Due to technical limitations, we are currently unable to support hybrid events. All Africa at Noon series will be 100% virtual or 100% in person in Room 206 this semester until further notice. Apologies for the inconvenience.
Oct. 5: Radiant Matter: The Long Shadow of French Nuclear Imperialism in the Living Sahara
Prof. Jill Jarvis’s talk explores the critical possibilities of aesthetic representation for apprehending and addressing the slow violence of French nuclear imperialism that targets desert ecosystems and epistemologies for destruction. Beginning in 1960, near the end of Algeria’s long war to end 132 years of French colonial occupation (1830-1962), the French military carried out seventeen nuclear bomb detonations at secret bases constructed for this purpose in what is now the Algerian Sahara. This French imperial ‘radiance’ has left an enduring radiological and epistemological legacy whose effects have not been fully measured or studied, let alone redressed. Taking off from a premise that maps and archives are political instruments that have helped to render seventeen nuclear bomb detonations on the African continent at once justifiable and forgettable, this talk is grounded by close analysis of transmedial artworks by Bruno Hadjih, Elisabeth Leuvrey, and Ammar Bouras.

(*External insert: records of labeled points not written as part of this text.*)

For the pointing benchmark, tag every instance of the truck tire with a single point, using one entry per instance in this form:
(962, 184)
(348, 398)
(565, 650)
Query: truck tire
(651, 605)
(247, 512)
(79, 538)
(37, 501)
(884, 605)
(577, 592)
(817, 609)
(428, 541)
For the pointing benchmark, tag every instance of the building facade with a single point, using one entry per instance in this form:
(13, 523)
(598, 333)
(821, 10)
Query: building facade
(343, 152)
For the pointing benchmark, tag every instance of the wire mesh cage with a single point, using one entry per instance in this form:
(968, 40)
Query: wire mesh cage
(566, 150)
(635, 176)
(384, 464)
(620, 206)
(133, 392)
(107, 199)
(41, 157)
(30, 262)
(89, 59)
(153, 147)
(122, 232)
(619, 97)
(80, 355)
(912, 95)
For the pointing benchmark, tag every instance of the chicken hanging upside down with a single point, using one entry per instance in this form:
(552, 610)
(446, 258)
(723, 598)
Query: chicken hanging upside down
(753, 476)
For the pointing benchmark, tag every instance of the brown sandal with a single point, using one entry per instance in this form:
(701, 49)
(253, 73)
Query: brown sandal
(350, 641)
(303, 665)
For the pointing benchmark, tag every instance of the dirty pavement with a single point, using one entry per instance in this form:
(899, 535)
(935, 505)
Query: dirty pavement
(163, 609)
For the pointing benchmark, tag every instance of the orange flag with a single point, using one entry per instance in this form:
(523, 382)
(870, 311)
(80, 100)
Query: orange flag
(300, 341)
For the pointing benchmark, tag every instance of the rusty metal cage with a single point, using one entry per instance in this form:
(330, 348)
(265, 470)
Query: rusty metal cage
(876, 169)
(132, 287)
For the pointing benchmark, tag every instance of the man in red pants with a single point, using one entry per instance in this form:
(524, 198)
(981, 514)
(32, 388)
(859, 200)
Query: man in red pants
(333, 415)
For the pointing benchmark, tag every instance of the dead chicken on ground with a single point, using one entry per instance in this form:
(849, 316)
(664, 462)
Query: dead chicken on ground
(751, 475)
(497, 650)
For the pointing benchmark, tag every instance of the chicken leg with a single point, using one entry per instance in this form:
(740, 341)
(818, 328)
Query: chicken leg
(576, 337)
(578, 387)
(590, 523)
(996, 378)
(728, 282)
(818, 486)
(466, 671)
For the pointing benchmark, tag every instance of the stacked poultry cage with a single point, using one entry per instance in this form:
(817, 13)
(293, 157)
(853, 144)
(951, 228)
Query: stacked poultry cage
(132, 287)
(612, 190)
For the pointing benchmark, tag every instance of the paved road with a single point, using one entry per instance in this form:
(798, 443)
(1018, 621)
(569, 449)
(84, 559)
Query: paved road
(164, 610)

Jill Jarvis is Assistant Professor in the Department of French at Yale University, where she is on the Councils of African Studies and of Middle East Studies and is a founding member of the interdisciplinary Desert Futures Collective. Her first book, Decolonizing Memory: Algeria & the Politics of Testimony, was published by Duke UP in 2021. A second book, Signs in the Desert : Aesthetic Cartographies of the Sahara, is under contract with U Chicago Press. Other writing appears in New Literary History, Representations, PMLA, The Journal of North African Studies, Yale French Studies, Expressions maghrébines, and elsewhere.